Thursday 21 June 2012

Residential Market News Extract - 20 June 2012

Buyers return 150 private homes in May

Private home buyers returned 150 units to developers last month at projects such as Sky Habitat, The Tampines Trilliant and Hillsta - the highest number in at least five years.
These units, bought in April, made up 5.7 per cent of the more than 2,600 non-landed homes, including executive condominiums (ECs), sold that month.
Despite the high absolute figure for returns, experts say that in percentage terms, the rate is in line with last year's.
They add that the spike in absolute numbers is largely due to April's robust sales which had buyers snapping up the most number of units in almost three years.
Return rates are defined as returned units as a percentage of total non-landed sales in the previous month.
These rates have remained largely below 6 per cent.
While the 150 returned units represent a five-year high in terms of absolute numbers, the percentage return rate was higher in the earlier part of the year.
For instance, while 52 units were returned in January, that translated to a return rate of 9 per cent.

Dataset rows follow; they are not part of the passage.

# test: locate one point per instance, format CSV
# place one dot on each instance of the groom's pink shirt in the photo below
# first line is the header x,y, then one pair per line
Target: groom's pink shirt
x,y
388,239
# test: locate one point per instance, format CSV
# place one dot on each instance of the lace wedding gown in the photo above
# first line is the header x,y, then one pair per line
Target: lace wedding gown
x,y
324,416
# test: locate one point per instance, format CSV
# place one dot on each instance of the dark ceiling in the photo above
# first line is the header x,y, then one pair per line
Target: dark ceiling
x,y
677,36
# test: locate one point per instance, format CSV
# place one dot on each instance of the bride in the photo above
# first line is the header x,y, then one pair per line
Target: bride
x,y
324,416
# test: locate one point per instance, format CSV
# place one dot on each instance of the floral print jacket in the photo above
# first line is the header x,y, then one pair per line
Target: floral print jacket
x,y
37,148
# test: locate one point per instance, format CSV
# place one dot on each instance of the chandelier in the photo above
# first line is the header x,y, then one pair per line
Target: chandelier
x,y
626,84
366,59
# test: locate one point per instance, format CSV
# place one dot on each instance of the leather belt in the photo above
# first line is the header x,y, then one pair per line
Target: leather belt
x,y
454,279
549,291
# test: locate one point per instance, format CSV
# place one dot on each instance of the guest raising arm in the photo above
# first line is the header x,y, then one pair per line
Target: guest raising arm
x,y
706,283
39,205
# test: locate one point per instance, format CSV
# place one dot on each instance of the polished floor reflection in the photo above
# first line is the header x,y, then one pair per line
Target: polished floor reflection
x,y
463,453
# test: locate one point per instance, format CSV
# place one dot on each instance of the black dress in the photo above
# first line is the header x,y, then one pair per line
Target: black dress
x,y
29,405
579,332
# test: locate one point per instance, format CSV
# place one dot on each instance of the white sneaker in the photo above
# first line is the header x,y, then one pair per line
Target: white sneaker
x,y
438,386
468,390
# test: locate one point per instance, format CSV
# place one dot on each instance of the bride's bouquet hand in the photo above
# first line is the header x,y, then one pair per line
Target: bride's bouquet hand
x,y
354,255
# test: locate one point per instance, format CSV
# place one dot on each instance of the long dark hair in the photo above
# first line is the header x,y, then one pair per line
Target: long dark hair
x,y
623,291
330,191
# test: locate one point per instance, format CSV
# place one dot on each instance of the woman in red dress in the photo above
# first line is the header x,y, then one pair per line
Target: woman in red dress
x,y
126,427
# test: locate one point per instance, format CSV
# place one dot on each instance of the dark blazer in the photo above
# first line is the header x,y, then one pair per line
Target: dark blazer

This may have been caused by the tough round of cooling measures unveiled last December.
However, the record is still that set in February 2008; the rate was a staggering 41 per cent, with 127 units returned out of about 310 non-landed units sold, as concerns over the United States economy and choppy stock markets hit sentiment.
Last month, 15 units were returned at Hillsta in Choa Chu Kang's Phoenix Road, 11 units at EC project The Tampines Trilliant and 10 at Sky Habitat in Bishan.
In April, buyers returned 17 units at Riversound Residence in Punggol and nine each at Ripple Bay in Pasir Ris and at EC project Twin Waterfalls in Punggol.
Source: The Straits Times – 20 June 2012
 

S'pore 'resilient to global shocks'

Singapore has a high degree of resilience to global financial shocks, despite its open economy and dependence on global finance and trade, said ratings agency Moody's Investors Service.
But the economy is facing structural challenges with slower growth and changes in the political landscape.
Still, Moody's is keeping a stable outlook on its triple-A rating on Singapore's sovereign credit, citing strengths in its economy, institutions and the Government's financial position.
In its annual credit report on the country released yesterday, Moody's said Singapore excels in four areas: its strong economy, institutions, government finances and low vulnerability to external shocks.
It noted that the economy had rebounded from its recession in 2009 to 14.8 per cent growth in 2010, largely due to a competitive trade sector and flexible labour market.
But Singapore faces a key challenge in raising productivity and innovation as global competition heats up.
The report also noted that liberal immigration policies had helped boost growth in the past 10 years.
But 'rising popular anxiety over the significant increase in the number of foreign workers has prompted the Government' to change its immigration policies.
This will in turn lead to a tighter labour market and contribute to upward pressure on costs, unless productivity measures can help offset the rise.
One area of concern was the country's ability to use monetary policy to keep prices stable, with inflation having moved above 5 per cent recently.
Moody's noted the exchange rate policy did not prevent interbank interest rates from dropping to historic lows, while the high costs of cars is outside the exchange rate's influence.
Demand for housing also remains high even though cooling measures have helped slow price increases.
Moody's has also rated the Government's financial position as being 'very high', despite the move to channel more resources to help lower-income earners.
It said the country's strong balance sheet was backed up by investments made by the Government of Singapore Investment Corp (GIC), which manages more than US$100 billion (S$127 billion) of Singapore's reserves.
The report added that Singapore's financial system remains resilient to shocks, largely due to local banks' healthy balance sheets.
On the domestic front, Moody's said political risks remain low, even though the recent general election, presidential election and Hougang by-election had indicated 'an erosion in support' for the ruling People's Action Party.